Hepiniz bilirsiniz, bütün uluslararası sözleşmeler ve bizim Anayasa'mız çalışma hakkını diğer insan haklarının gerçekleştirilmesi için şart ve insan onurunun ayrılmaz bir parçası olarak niteler.
Şimdi, bu işçi sınıfı ne diyor, bizim şu anda görüşmekte olduğumuz tasarı hakkında ne diyor? "Bir: İnsan ticareti tarihin en büyük insanlık suçlarındandır. Türkiye Büyük Meclisinde görüşülen bir yasa tasarısıyla bu insanlık suçu yasal hâle getirilmek isteniyor.

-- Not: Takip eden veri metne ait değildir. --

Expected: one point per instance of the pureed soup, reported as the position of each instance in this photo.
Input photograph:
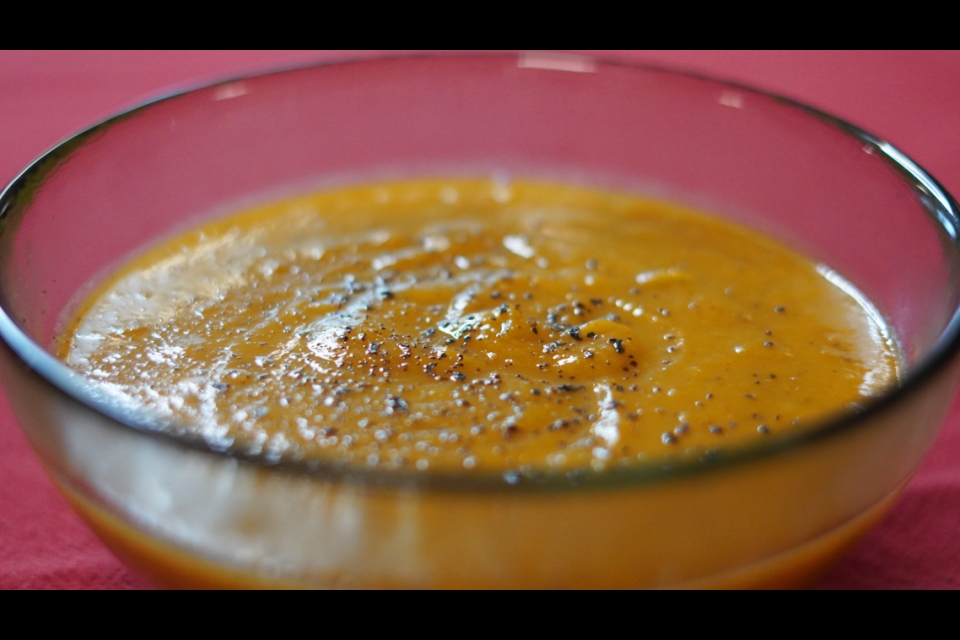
(469, 326)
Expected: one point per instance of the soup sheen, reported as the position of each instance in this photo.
(476, 326)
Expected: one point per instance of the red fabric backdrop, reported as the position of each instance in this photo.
(911, 99)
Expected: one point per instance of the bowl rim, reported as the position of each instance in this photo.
(937, 201)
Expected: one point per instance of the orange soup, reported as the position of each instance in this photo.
(469, 326)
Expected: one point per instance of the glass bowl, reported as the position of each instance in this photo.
(777, 513)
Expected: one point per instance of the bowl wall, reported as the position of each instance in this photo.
(834, 192)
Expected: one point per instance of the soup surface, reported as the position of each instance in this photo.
(477, 326)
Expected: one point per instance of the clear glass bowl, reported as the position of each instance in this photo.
(774, 514)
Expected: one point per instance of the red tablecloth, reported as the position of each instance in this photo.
(911, 99)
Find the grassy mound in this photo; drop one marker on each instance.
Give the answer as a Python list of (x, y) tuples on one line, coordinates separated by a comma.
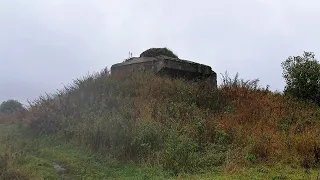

Neler olacaktır, bu tasarı gerçekleşirse neler olacaktır? Bir: İş güvencesi ortadan kalkacaktır. İki: Kıdem tazminatı fiilî olarak yok edilecektir, ihbar tazminatı ortadan kaldırılacaktır. 1 ila 9 arası işçi çalıştıran iş yerlerinde 5 işçiye kadar, 10'un üzerinde işçi çalıştıran iş yerlerinde yüzde 25 oranında kiralık işçi çalıştırılabilecektir; böylece, kayıtlı istihdamın neredeyse yarısı kölelik bürolarına ayrılmış olacaktır. Kural dışı, güvencesiz ve esnek çalışma biçimleri kural hâline gelecektir. Sendikal örgütlenmeler çok ciddi kan kaybedecektir. İşverenlerin işten çıkarma maliyetleri düşecektir; işçiler istenildiği gibi kullanılıp kapı önüne konulacaktır. İşçi sınıfı 'kiralık işçilik' adı altında kölelik ilişkilerine mahkûm edilecektir; gelir, emeklilik, yıllık izin ve sağlıkla ilgili bütün haklar tamamen ortadan kalkacaktır. Kiralık işçiler aynı işi yapan diğer işçilere göre daha düşük ücretler alacaklardır. Uzun çalışma saatleri açısından dünyada zirvede yer alan ülkemizde kiralık işçiler yoğun çalışma temposuyla yoğun bir sömürü çarkı içine düşecektir.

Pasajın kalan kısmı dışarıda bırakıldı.